Redazione NapoliSoccer.NET – Fonte: Ansa

6 COMMENTS

  1. Forse qualcuno ha dichiarato in piu’ per fini di lucro?In questo caso gli innocenti pagano, in breve, societa e’ tifosi, il buon nome di napoli,sempre oltraggiato dalla cronaca.Comunque se giustizia c’e'(GIUSTIZIA?) non sarebbe ora di aprire un nuovo fascicolo,politici di napoli…sveglia…non pensate come fare soldi, almeno per la fine del vostro perenne mandato,mettetevi in mostra per qualcosa di utile

  2. E certo, mica parliamo dell’inter, del milan, della juve.
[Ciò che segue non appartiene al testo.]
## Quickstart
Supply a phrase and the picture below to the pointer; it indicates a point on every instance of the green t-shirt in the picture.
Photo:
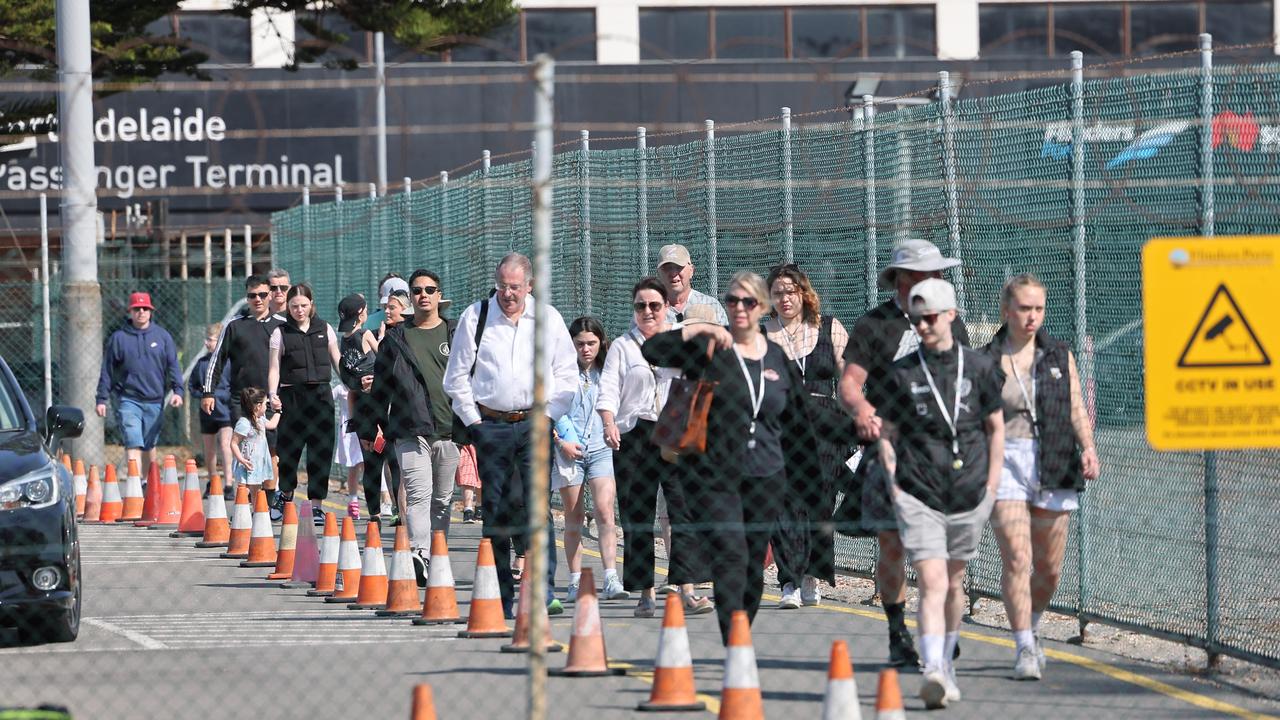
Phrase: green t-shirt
(432, 354)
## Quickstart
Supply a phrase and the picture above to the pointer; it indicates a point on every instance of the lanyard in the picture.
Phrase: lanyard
(757, 393)
(952, 420)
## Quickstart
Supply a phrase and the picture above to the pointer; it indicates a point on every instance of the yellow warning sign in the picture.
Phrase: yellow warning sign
(1211, 323)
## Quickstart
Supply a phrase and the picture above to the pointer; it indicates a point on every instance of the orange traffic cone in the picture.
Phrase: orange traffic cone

Qui parliamo del Napoli, questi combinano solo guai PENALIZZIAMOLI perchè sono meridionali,,,,addirittura non è vera l’accusa di roma? e chi se ne frega, i soldi ci servono, poi tanto continuiamo a parlare del NAPOLI. Questi i ragionamenti…ma che schifo

  3. Dal mio punto di vista, ci potrebbe anche essere l’imputazione verso trenitalia per truffa ai danni delle varie assicurazioni.. per non parlare poi dei danni causati alla società e ai tifosi… ma, figurati se qualcuno si mette contro il “colosso” trenitalia… l’unica che potrebbe fare qualcosa è proprio la SSC Napoli… però non si lamenta con gli arbitri figuriamoci ora.
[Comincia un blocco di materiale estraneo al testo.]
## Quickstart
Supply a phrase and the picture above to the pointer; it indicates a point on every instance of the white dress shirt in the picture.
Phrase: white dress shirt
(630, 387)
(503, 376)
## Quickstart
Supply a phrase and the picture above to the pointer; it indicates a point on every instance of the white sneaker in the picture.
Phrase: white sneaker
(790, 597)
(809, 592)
  4. come al solito la stampa è politicizzata e tutti sappiamo cosa è successo. Ma il fatto più scandaloso è che quando successe il fatto furono invitati i tg nazionali a fare chiarezza sugli episodi di Roma dopo che molte autorevoli personalità del mondo del calcio si erano accorte della grossa bufala. MA I TG NAZIONALI SE NE SONO ALTAMENTE FREGATI!!! NOI CI CHIEDIAMO PERCHE’????????????????????????????????????????

  5. i tifosi del napoli sono il dodicesimo giocatore..tutti si immaginavano lo sprint iniziale del napoli e a molti lassù avrebbe dato noie…..se succedeva ora un fatto del genere(ingigantito dalla stampa) non avrebbe avuto conseguenze. nelle categorie inferiori e non solo in ogni partita succedono fatti analoghi e quasi nessuno ne parla.dunque in qualke modo andava ostacolata la corsa del napoli e non solo sul campo….cmq è un mio parere.